Last June, Jim Austin briefly discussed the operation of MQA in his review of the Meridian Explorer2 USB DAC, but you can find a more detailed explanation on Stereophile's website here and here. MQA involves two fundamental concepts, discussed in a paper presented to the Audio Engineering Society in October 2014 (footnote 1). The first is responsible for a large reduction in the bandwidth required to store and stream high-resolution files, the second for a potential improvement in sound quality:
With files sampled at 2x, 4x, or 8x the baseband rate of 44.1 or 48kHz, the information in the one, two, or three ultrasonic octaves can be encoded and packed below the music's baseband noise floor in a 24-bit container. This "music origami" results in a much smaller file size than the hi-rez PCM equivalent, yet when the file is unfolded, the resolution and bandwidth of the original file are preserved. If an MQA file is played without MQA decoding, the sound quality will be that of the baseband file—ie, at least as good as a CD.

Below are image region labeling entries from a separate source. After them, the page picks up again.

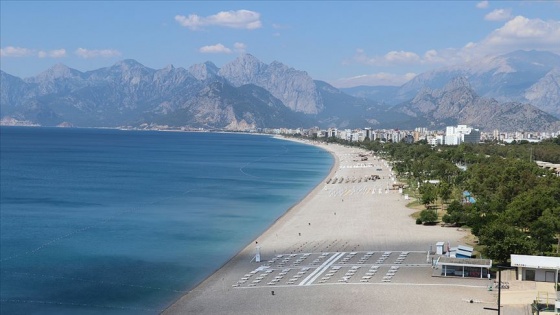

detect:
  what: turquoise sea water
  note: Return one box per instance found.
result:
[0,127,333,314]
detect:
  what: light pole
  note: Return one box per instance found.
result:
[484,266,515,315]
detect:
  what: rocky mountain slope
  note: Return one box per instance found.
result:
[393,77,560,131]
[0,55,384,130]
[0,54,558,131]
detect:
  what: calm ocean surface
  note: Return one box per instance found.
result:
[0,127,333,314]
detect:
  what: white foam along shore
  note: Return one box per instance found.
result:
[164,139,492,314]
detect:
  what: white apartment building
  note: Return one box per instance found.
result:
[445,125,480,145]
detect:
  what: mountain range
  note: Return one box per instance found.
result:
[0,52,560,131]
[342,50,560,118]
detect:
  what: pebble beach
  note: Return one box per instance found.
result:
[164,140,504,315]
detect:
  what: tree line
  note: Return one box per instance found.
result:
[318,137,560,263]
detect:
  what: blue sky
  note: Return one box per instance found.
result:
[0,0,560,87]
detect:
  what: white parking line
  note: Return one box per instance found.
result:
[299,252,346,285]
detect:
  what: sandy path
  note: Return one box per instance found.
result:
[165,144,495,314]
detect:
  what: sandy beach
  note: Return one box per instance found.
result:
[164,144,514,314]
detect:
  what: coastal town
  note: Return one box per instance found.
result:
[164,138,560,314]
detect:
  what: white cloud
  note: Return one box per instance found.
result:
[74,48,121,59]
[37,48,66,58]
[476,1,488,9]
[175,10,262,30]
[353,16,560,66]
[198,44,231,54]
[331,72,416,88]
[474,16,560,54]
[484,9,511,21]
[384,50,420,64]
[233,43,247,53]
[0,46,33,57]
[354,49,420,66]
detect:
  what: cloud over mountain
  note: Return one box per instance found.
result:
[175,10,262,30]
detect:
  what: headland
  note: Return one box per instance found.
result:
[164,139,496,315]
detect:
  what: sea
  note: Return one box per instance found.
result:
[0,127,334,314]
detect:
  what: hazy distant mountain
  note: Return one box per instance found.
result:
[342,50,560,118]
[340,85,400,104]
[0,55,384,130]
[0,52,558,130]
[218,54,323,114]
[392,77,560,131]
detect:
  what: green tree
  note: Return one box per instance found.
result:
[479,221,536,263]
[419,183,437,208]
[420,209,438,224]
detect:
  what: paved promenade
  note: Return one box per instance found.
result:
[165,141,540,315]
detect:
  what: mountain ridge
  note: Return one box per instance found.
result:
[0,54,557,130]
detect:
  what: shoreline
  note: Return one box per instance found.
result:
[162,138,495,315]
[161,138,339,314]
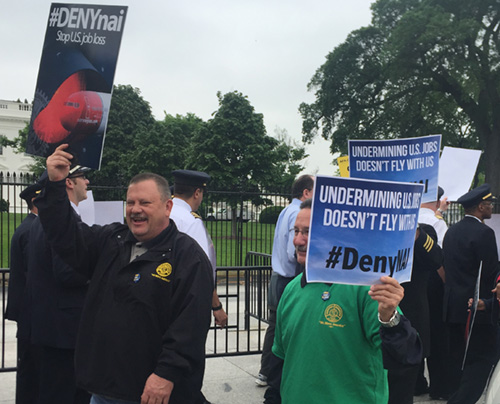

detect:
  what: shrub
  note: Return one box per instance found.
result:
[259,206,285,224]
[0,199,9,212]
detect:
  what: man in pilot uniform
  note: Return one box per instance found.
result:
[170,170,227,327]
[443,184,498,404]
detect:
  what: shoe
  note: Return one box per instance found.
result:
[255,373,267,387]
[429,393,450,401]
[413,386,429,397]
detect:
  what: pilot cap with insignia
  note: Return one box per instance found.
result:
[172,170,211,188]
[19,170,49,202]
[438,186,444,201]
[457,183,496,208]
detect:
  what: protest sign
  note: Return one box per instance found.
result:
[484,213,500,257]
[306,176,424,285]
[26,3,127,169]
[349,135,441,203]
[337,156,349,177]
[439,146,481,202]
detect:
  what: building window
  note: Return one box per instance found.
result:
[19,104,31,111]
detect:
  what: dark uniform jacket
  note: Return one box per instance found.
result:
[36,181,213,404]
[443,216,498,324]
[399,224,443,357]
[5,213,36,321]
[18,213,88,349]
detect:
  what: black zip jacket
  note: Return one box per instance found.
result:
[36,181,213,404]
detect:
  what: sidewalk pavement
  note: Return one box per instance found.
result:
[0,355,484,404]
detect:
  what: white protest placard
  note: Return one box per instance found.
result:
[306,176,424,285]
[349,135,441,203]
[439,146,481,202]
[78,191,95,226]
[78,191,124,226]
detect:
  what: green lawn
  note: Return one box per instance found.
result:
[0,212,26,268]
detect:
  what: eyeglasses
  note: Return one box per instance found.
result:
[293,227,309,237]
[68,174,87,180]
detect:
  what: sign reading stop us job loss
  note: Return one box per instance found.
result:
[306,176,424,285]
[349,135,441,203]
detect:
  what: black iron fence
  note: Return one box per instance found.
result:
[0,172,289,372]
[0,172,500,372]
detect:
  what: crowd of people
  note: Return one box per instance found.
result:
[6,145,500,404]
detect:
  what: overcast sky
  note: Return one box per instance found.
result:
[0,0,372,175]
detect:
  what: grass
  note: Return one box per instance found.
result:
[206,221,275,266]
[0,212,26,268]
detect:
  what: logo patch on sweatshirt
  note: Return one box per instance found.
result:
[151,262,172,282]
[320,303,345,328]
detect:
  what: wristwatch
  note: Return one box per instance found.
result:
[378,310,401,328]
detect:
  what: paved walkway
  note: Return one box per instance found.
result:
[0,355,484,404]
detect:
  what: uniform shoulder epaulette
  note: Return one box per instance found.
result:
[191,212,201,219]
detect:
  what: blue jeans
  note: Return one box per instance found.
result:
[90,394,139,404]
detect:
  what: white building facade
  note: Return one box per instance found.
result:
[0,100,34,175]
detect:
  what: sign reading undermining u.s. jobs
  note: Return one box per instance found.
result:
[306,176,424,285]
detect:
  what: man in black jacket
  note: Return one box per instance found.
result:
[36,145,213,404]
[443,184,498,404]
[19,166,90,404]
[5,182,42,404]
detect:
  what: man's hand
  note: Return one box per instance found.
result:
[214,309,227,328]
[368,276,404,321]
[439,197,450,213]
[141,373,174,404]
[492,282,500,301]
[47,144,73,181]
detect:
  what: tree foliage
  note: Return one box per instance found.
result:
[300,0,500,193]
[91,85,155,186]
[5,85,306,200]
[188,91,305,199]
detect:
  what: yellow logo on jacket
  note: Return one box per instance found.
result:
[151,262,172,282]
[320,303,345,328]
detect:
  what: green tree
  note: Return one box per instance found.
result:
[90,85,156,193]
[127,114,205,178]
[0,123,46,177]
[188,91,305,235]
[265,127,308,193]
[299,0,500,193]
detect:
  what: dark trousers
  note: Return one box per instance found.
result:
[16,338,40,404]
[427,273,450,397]
[448,324,496,404]
[259,272,293,377]
[37,346,90,404]
[387,365,420,404]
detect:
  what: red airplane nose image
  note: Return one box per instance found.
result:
[33,72,110,143]
[60,91,104,140]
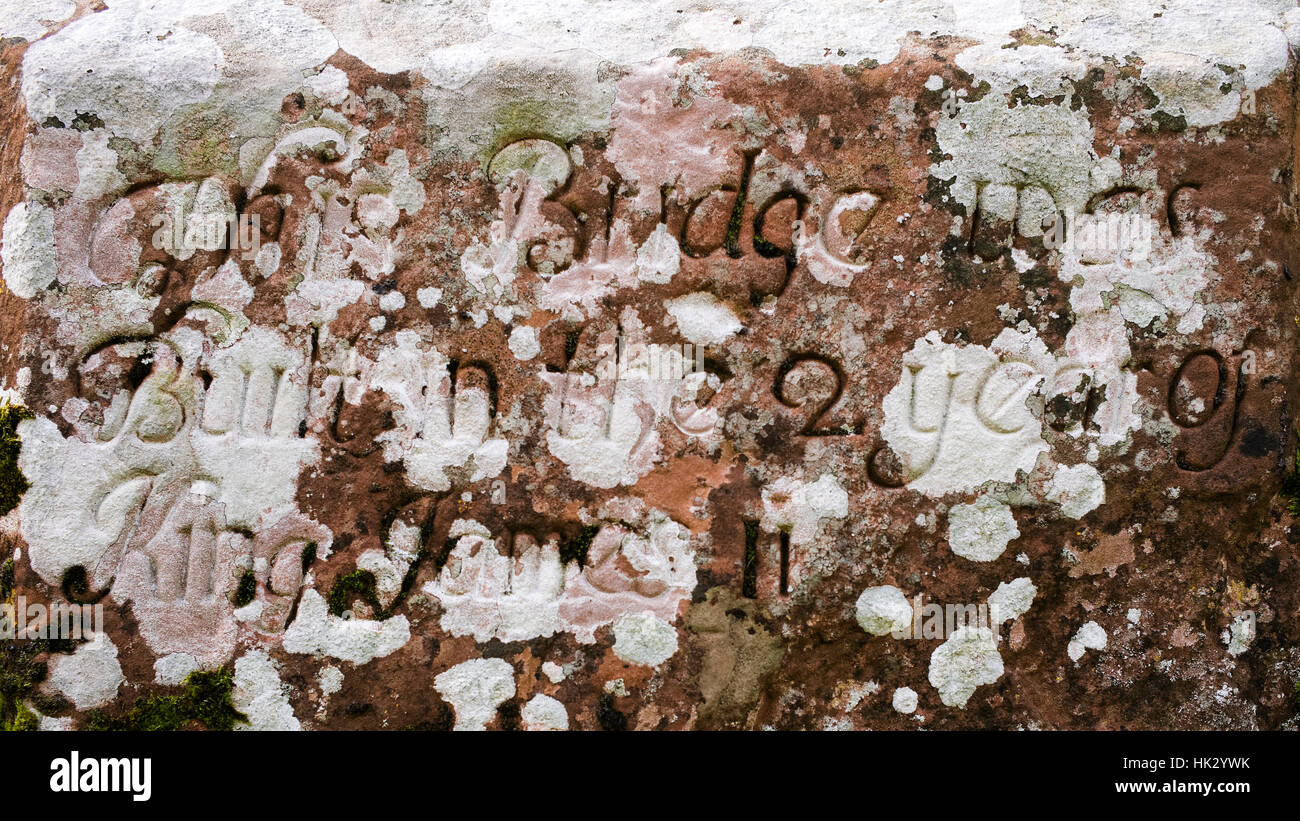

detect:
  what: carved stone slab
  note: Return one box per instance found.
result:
[0,0,1300,729]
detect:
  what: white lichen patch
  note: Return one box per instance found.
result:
[948,495,1021,561]
[283,590,411,664]
[1066,621,1106,661]
[892,687,920,716]
[881,329,1056,496]
[988,575,1039,627]
[433,659,515,730]
[664,291,744,346]
[371,331,508,491]
[424,511,696,643]
[1223,613,1255,656]
[0,203,59,299]
[614,613,677,666]
[520,692,568,731]
[930,626,1004,709]
[637,222,681,284]
[855,585,913,635]
[759,473,849,544]
[46,634,126,709]
[153,653,199,687]
[230,650,302,731]
[1048,464,1106,518]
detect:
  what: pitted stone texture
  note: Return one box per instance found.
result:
[0,0,1300,729]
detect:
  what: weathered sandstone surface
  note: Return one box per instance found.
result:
[0,0,1300,729]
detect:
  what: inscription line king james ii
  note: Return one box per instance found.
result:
[0,0,1300,730]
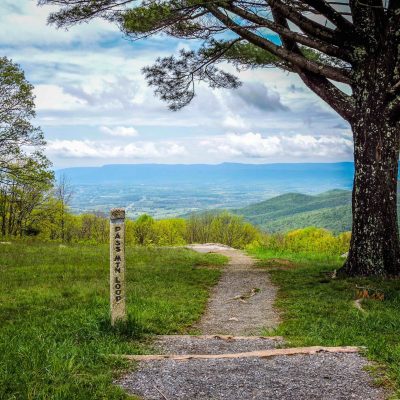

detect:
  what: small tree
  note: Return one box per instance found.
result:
[39,0,400,275]
[0,57,48,182]
[54,174,74,242]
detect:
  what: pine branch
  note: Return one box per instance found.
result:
[220,4,350,62]
[207,5,351,84]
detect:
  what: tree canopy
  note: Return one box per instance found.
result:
[0,57,51,183]
[39,0,400,121]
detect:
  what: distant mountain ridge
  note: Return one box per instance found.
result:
[232,189,400,233]
[232,189,351,233]
[56,162,354,188]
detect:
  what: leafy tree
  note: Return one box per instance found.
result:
[39,0,400,275]
[0,158,53,236]
[54,174,74,241]
[0,57,49,182]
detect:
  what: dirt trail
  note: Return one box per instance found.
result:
[116,244,387,400]
[191,245,279,336]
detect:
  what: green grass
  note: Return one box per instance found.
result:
[248,248,400,398]
[0,243,226,400]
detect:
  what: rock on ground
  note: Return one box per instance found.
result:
[120,353,385,400]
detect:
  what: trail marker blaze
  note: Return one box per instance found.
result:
[110,208,126,325]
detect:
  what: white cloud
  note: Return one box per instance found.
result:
[34,85,86,110]
[201,132,353,158]
[46,140,186,160]
[222,114,249,130]
[100,126,139,137]
[0,0,120,46]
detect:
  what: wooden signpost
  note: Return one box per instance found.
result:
[110,208,126,325]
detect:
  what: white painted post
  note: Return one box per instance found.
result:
[110,208,126,325]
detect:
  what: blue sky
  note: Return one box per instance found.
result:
[0,0,352,168]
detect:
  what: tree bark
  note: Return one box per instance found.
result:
[339,57,400,276]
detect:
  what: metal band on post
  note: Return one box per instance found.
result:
[110,208,126,325]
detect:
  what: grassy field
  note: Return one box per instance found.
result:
[0,244,226,400]
[252,248,400,399]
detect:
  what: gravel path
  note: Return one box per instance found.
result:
[116,244,386,400]
[191,244,279,336]
[155,335,284,354]
[120,353,384,400]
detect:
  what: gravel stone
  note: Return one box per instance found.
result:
[116,243,387,400]
[192,245,279,336]
[119,353,385,400]
[155,336,284,355]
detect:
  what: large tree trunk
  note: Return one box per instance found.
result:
[340,54,400,276]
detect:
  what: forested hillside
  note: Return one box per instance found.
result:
[234,190,351,233]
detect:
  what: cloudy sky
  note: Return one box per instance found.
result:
[0,0,352,168]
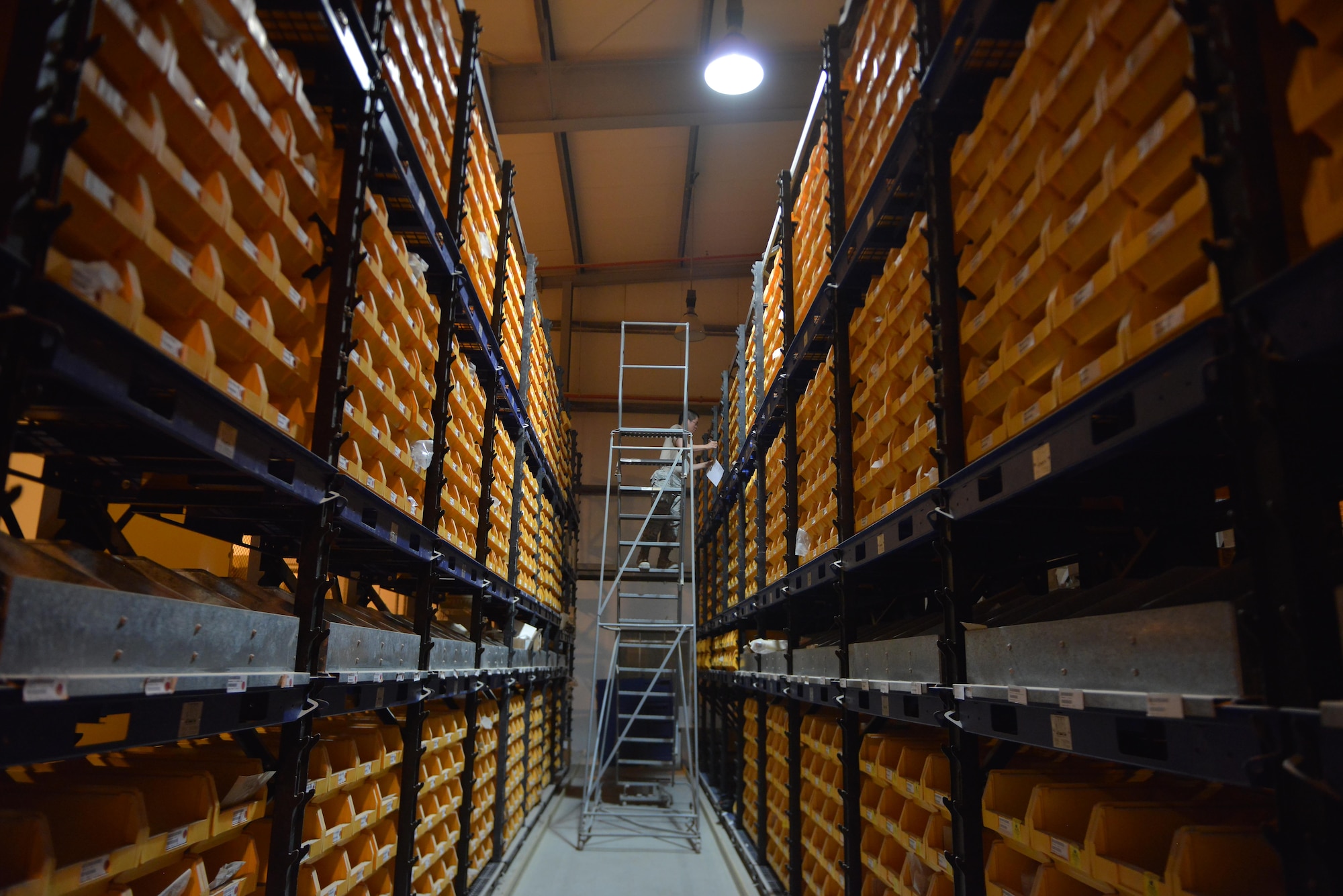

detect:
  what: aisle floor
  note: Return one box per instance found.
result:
[494,787,756,896]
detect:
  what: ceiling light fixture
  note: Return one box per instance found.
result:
[673,290,704,342]
[704,0,764,95]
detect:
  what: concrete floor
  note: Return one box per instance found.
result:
[494,787,756,896]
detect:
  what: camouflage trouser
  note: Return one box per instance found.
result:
[638,466,682,568]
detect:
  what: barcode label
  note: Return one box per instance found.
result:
[23,679,68,703]
[93,78,126,118]
[1011,262,1030,290]
[79,856,111,885]
[1147,211,1175,246]
[1077,358,1100,387]
[164,825,187,850]
[1064,203,1088,236]
[1060,128,1082,158]
[1152,305,1185,340]
[83,169,117,208]
[1147,693,1185,719]
[177,168,200,198]
[169,246,192,277]
[1073,281,1096,311]
[1138,118,1166,161]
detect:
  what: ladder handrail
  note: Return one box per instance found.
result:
[577,321,701,852]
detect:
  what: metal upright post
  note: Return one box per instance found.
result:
[505,254,541,585]
[823,26,862,896]
[739,250,770,868]
[917,0,984,896]
[779,169,803,896]
[266,0,391,896]
[453,593,485,893]
[1178,0,1343,893]
[490,676,513,858]
[825,26,862,547]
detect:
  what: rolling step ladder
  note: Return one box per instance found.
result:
[577,322,701,852]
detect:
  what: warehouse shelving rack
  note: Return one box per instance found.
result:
[698,0,1343,895]
[0,0,579,896]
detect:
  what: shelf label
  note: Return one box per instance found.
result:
[23,679,70,703]
[215,421,242,460]
[145,676,177,697]
[177,700,205,739]
[169,246,192,278]
[1049,713,1073,750]
[164,825,187,852]
[158,330,187,361]
[83,169,117,209]
[1030,442,1054,479]
[79,856,111,887]
[1147,693,1185,719]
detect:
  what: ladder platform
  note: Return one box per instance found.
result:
[611,429,686,448]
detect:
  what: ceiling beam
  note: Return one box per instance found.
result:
[529,0,583,264]
[564,392,719,415]
[551,321,737,340]
[536,255,760,290]
[490,50,821,134]
[676,0,731,258]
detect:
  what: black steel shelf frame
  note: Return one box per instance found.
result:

MQA is claimed to be able to compensate for the time-domain errors of both the original A/D converter used to make a recording and the D/A converter used to play it back. This results in the complete recording/playback chain having an impulse response equivalent to a few feet of air, and temporal resolution of the same form and order as that of the temporal sensitivity of the ear-brain.
I examined the first of these claims in an article in the June issue. MQA encoding did indeed reduce the size of a hi-rez file: While the 24/88.2 WAV master file for my recording of the Portland State Chamber Choir's performance of "Amazing Grace" is 169.5MB, the MQA-encoded FLAC version is just 51.5MB—30% of the original size, smaller even than the 16/44.1 version on the CD release, which was 55.7MB (footnote 2).
My analyses comparing the spectrum of the original WAV file with that of the decoded MQA version did indeed prove that MQA's "music origami" worked, the spectra of the original WAV file and the decoded MQA version overlaying one another exactly up to the 44.1kHz Nyquist frequency of the original recording. The ultrasonic 2Fs data that were embedded in the baseband to achieve a dramatic reduction in file size/streaming bandwidth lay well below the recording's analog noise floor (footnote 3) (see "Amazing Grace' Spectral Analysis").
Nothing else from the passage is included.